Ma ho imparato a mie spese che l’unico modo per superare il dolore è attraversarlo, fianco a fianco con le mie sorelle. Ecco da dove arriva questa colonna, Superwoman Takes a Seat: Exploring Black Women’s Mental Health.
Era una domenica sera, uno dei giorni più deprimenti della settimana. Qualcosa della domenica mi rattrista sempre: la fine della settimana, l’acquaforte grigia del lunedì mattina.
In questa particolare domenica, mi sono seduto nel mio letto nel caos. I miei capelli erano annodati e in un nido. Indosso il pigiama da giorni. La mia stanza era piena di libri e carte, una palestra nella giungla di disordine e detriti. L’odore delle sigarette stantie era intessuto nella mia camicia da notte.
Ero ufficialmente in difficoltà.
Avevo appena concluso una relazione di 6 mesi con qualcuno che mi piaceva davvero (amava?). Tutto quello che potevo fare era piangere, fare un pisolino, piangere e impegnarmi in comportamenti dannosi e autolesionisti.
Quando ci sentiamo a pezzi, fatti a pezzi, cerchiamo qualsiasi cosa per rimetterci insieme.
Il mio io mentalmente sano è uscito dalla finestra. Mi sentivo vuoto, solo, non amato e inutile, quindi ho fatto le cose in linea con il nuovo me.
Tuttavia, alla mia famiglia e ai miei amici, sembravo stare bene. mi sembrava normale. Felice, ottimista, produttivo e sano di mente, anche se non provavo nessuna di queste cose.
Quando siamo al nostro io più basso, è difficile prendere impegni per il benessere mentale. Ci sentiamo indegni. Ci sentiamo maledetti. Ci sentiamo vuoti, usati, patetici e una litania di altre emozioni negative.

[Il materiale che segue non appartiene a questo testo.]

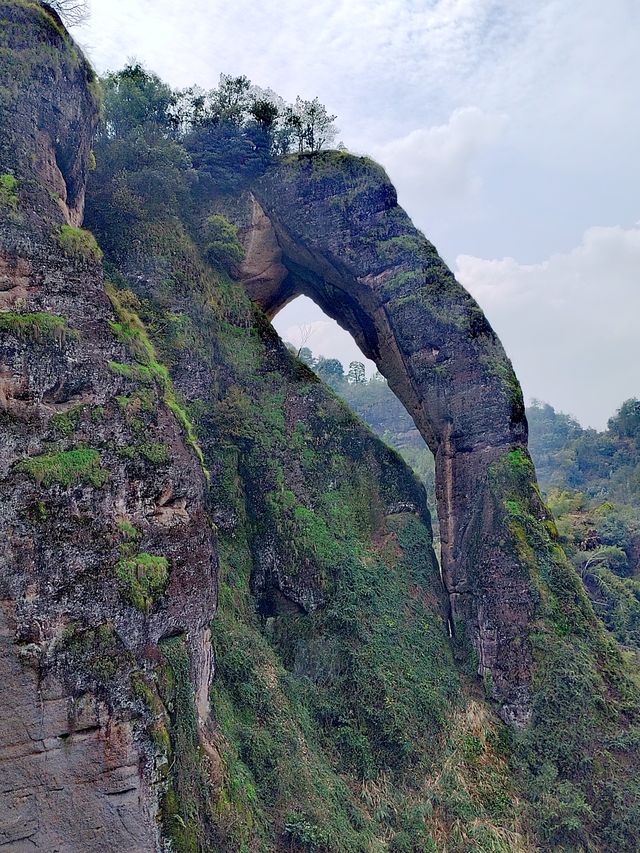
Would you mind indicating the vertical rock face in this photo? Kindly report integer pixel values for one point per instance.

Non siamo in grado di fare ciò che deve essere fatto o di impegnarci in un altro modo. Ci crogioliamo, indugiando nell’autocommiserazione finché non ci anneghiamo. Non c’è quasi nessun modo per salire.
Ma perché il mio istinto era quello di mascherarsi e nascondersi? Era la superdonna che c’era in me, la bambina condizionata a non piangere mai o ad avere bisogno. Sanguina da mille posti ma sorride comunque.
Per le ragazze nere tristi, a volte nascondiamo il nostro dolore. Cerchiamo di dipingere belle immagini per i nostri amici e la nostra famiglia.
Ci vestiremo bene per tutta la settimana e scivoleremo nella sciatteria durante il fine settimana. Indossiamo il trucco: fard per prendere vita e mascara per illuminare i nostri occhi gonfi. Non vediamo l’ora di lavare via le nostre mascherine.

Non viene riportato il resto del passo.